KCSE top scorers reveal reason for their success

Naomi Kawira Kirimi (left) from Pangani Girls and Brian Maina Kamau from Alliance High School celebrate after being announced as best performers in this year's KCSE examination on December 20, 2017. PHOTOS | ALEX NJERU AND EVANS HABIL | NATION MEDIA GROUP

What you need to know:

  • Naomi is hoping to pursue Civil engineering at the University of Nairobi because she likes physics.
  • Brian Maina Kamau had contemplated leaving Alliance High in his first months there.

Naomi Kagwira Karimi, the top student in 2017 Kenya Certificate of Secondary Education from Pangani Girls with a mean of 87.011, had aimed at getting an A but never imagined being the best in the country.

The 17-year-old girl could not believe her ears when Education Cabinet Secretary Fred Matiang'i mentioned her name as the best student until she received several calls from journalists trying to locate where she was.

“I couldn’t hold back my tears after I heard my name being read out by the CS. I started screaming in joy,” she said.

She said she always worked hard, waking up as early as 4am for morning preps and going to sleep as late as 11pm.

PREPARATION
Karimi, who scored 422 marks in her Kenya Certificate of Primary Education at Chogoria Girls Primary Boarding School, also attributed her success to her teachers who gave her all the attention she needed and parents who made sure she got the right guidance.

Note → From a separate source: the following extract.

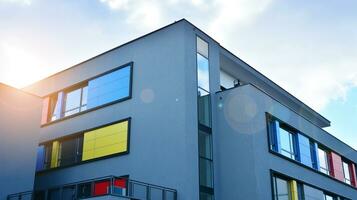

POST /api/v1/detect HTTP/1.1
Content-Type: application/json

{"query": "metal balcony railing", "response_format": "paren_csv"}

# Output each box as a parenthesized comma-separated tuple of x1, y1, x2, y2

She said that she is hoping to pursue Civil engineering at the University of Nairobi because she likes physics.

Karimi said she has always believed in herself and felt that KCSE was not that much different from other mock examinations that she used to pass very well.

HOMESICK

Brian Maina Kamau, the top boy in this year’s KCSE examination, had contemplated leaving Alliance High School in his first months there.

Had his parents granted his request and taken him to a day school, perhaps he could not have clocked 86.757 points to emerge tops among the 315,630 boys who sat the test.

“The first time I came here, I was homesick. I felt like I couldn’t make it,” he told the Nation on Wednesday.

The exam was also full of coincidences for him because he wrote the first paper on November 6, his 17th birthday, and left the school on November 29, the very date his father Dr Gideon Maina — the vice chancellor of the Pioneer International University — had left the institution in 1995.

GRATEFUL
On the request to be transferred, Brian recalled that “life was moving too fast” because he had been day-schooling while in primary.

He wrote a letter to his mother Maryanne Wangari asking for a transfer.

“I have kept it to date,” the mother said.

But his father, knowing the ways of the school, could hear none of it.

“He told me, ‘You must be crazy, mad or both,’” Brian recalled.

On Wednesday, as Brian and his parents plus his younger brother Ian celebrated inside the Alliance compound, he was grateful that his father did not buy his idea.